There is a tape that I believe still exists — I’ve only seen it once. My friend Chris had a birthday in March 2002, and all of his friends got together and recorded a video-message for him. I remember watching the tape at his birthday party, seeing myself on TV, and how shocked I was that I looked so skinny. “Oh, God,” I distinctly remember thinking at the time. “That’s not how I look in the mirror.” It was a big realization for me, but it wasn’t until later in the year that I started to regain some of the weight I’d lost.

I don’t remember exactly what my weight was when I watched the tape, but I do know that I was at my lowest weight when I went to California for the first time a few months later. It was May 2002, and I was going there to visit a friend and then see my aunt, who were both living in/near Los Angeles. I have some pictures that were taken during that time, which are at the bottom of this post, to illustrate what I’m talking about.

Here is where I give the numbers:
I don’t know if this is the “correct” thing to do, since most people don’t give out this type of information, but I’d rather do it this way than try to be vague. (If I were to say that I was once 10 pounds, 20 pounds, 30 pounds from where I am now — well, where is that? What does that mean?)

So here it is: when I first decided that I need to lose a few pounds in 2000, when I was 20 years old, I was 5’9″ and weighed about 150 pounds. Even at that weight I knew that I wasn’t fat; I’ve never worn jeans larger than a size 10. According to the CDC’s BMI chart (Body Mass Index), at a weight of 150 pounds, and for my height, I was squarely in the range of “normal” with a BMI of 22.1 (the normal range is 18.5-24.9).

At my lowest weight, during the spring/summer of 2002, I weighed thirty pounds less than that — I had gotten down to 120. (I was weighing myself practically every morning, and the lowest number I ever remember seeing was 118.) I pretty much stopped having my menstrual cycle; for a few years I had a period only about 1-2 times a year. At 120 pounds, my BMI was 17.7. Underweight, according to the charts. If I accidentally hit the side of a door when walking through, or did something else that normally shouldn’t have caused me any harm, I’d get a bruise. My hipbones jutted out, so I had almost constant bruises on my hips during that time.

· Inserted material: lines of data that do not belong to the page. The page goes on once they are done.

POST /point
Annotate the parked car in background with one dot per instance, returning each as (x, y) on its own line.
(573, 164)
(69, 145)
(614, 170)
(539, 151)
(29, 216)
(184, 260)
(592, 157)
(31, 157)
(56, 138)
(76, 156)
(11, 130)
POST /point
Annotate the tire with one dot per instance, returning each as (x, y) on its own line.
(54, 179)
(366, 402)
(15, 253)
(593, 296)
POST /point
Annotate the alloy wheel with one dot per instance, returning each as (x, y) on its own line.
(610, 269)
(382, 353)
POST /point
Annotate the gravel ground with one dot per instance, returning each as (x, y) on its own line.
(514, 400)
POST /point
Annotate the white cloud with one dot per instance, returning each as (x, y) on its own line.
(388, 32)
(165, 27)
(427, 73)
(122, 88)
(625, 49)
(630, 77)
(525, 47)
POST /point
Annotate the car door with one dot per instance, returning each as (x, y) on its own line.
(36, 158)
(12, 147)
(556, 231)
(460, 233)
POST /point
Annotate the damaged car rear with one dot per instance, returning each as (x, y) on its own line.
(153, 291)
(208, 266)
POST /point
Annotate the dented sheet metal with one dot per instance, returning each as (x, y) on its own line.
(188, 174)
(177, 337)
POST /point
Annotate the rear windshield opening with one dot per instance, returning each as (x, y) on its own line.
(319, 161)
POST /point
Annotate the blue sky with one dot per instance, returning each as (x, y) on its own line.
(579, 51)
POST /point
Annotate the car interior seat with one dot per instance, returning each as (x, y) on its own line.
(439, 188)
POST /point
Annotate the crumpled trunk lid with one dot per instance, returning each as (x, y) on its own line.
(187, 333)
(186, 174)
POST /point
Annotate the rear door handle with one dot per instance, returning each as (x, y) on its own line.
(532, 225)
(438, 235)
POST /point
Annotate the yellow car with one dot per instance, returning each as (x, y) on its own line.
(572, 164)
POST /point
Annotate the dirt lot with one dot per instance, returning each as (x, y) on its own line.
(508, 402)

In the years since then, I’ve gotten back to a more normal weight. It can fluctuate, depending on what I’m eating and how much I’m exercising, but generally I’m somewhere between 128-132 (BMI of 18.9-19.5), and the highest my weight has been since since then is 135. That BMI range sounds low to me, but the mirror is still where I’m at my most critical. In the mirror I see a rounded stomach, and thighs that I wish were thinner. At the same time, I hate feeling this way and I am the first advocate to tell other people — absolutely truthfully — that they are beautiful just the way they are.

I’ve written in the past about body image, but it was in the context of an article that I’d seen. Even though I didn’t really say anything personal about myself at the time, I felt that just by writing about the topic I might be showing that I was overly interested. But nobody asked, “So how is your body image?” even though I was kind of expecting it. I think we tend to avoid this topic unless someone specifically brings it up. It’s a “weighty” topic, no matter what your size.

Why am I writing this? Why now?
Like I said, this is something I’ve lived with for over five years, and it has changed me. Even though I don’t obsess about food and calories and weight as much as I used to, the feelings have never completely left. The Skinny Monster found me one day when I was least expecting it, and he refuses to let me go.

I think part of the reason for the drastic weight loss was my tendency to be a perfectionist. When I started to lose weight, even though I knew in my head that I didn’t need to lose it, I also didn’t want to gain it. I felt that if I gained the weight back, it meant I was weak and I had failed.

I don’t know if what I’m saying right now is adequate. I don’t think I’ve said everything that I want to say — all the things I thought I might say once I finally got up the nerve. But this is a start. I’ve put it out there, and hopefully it shouldn’t be as hard to say things in the future if they come to mind. If anyone has any questions or input, I’d be happy to hear it. Maybe it’ll help spark what I forgot.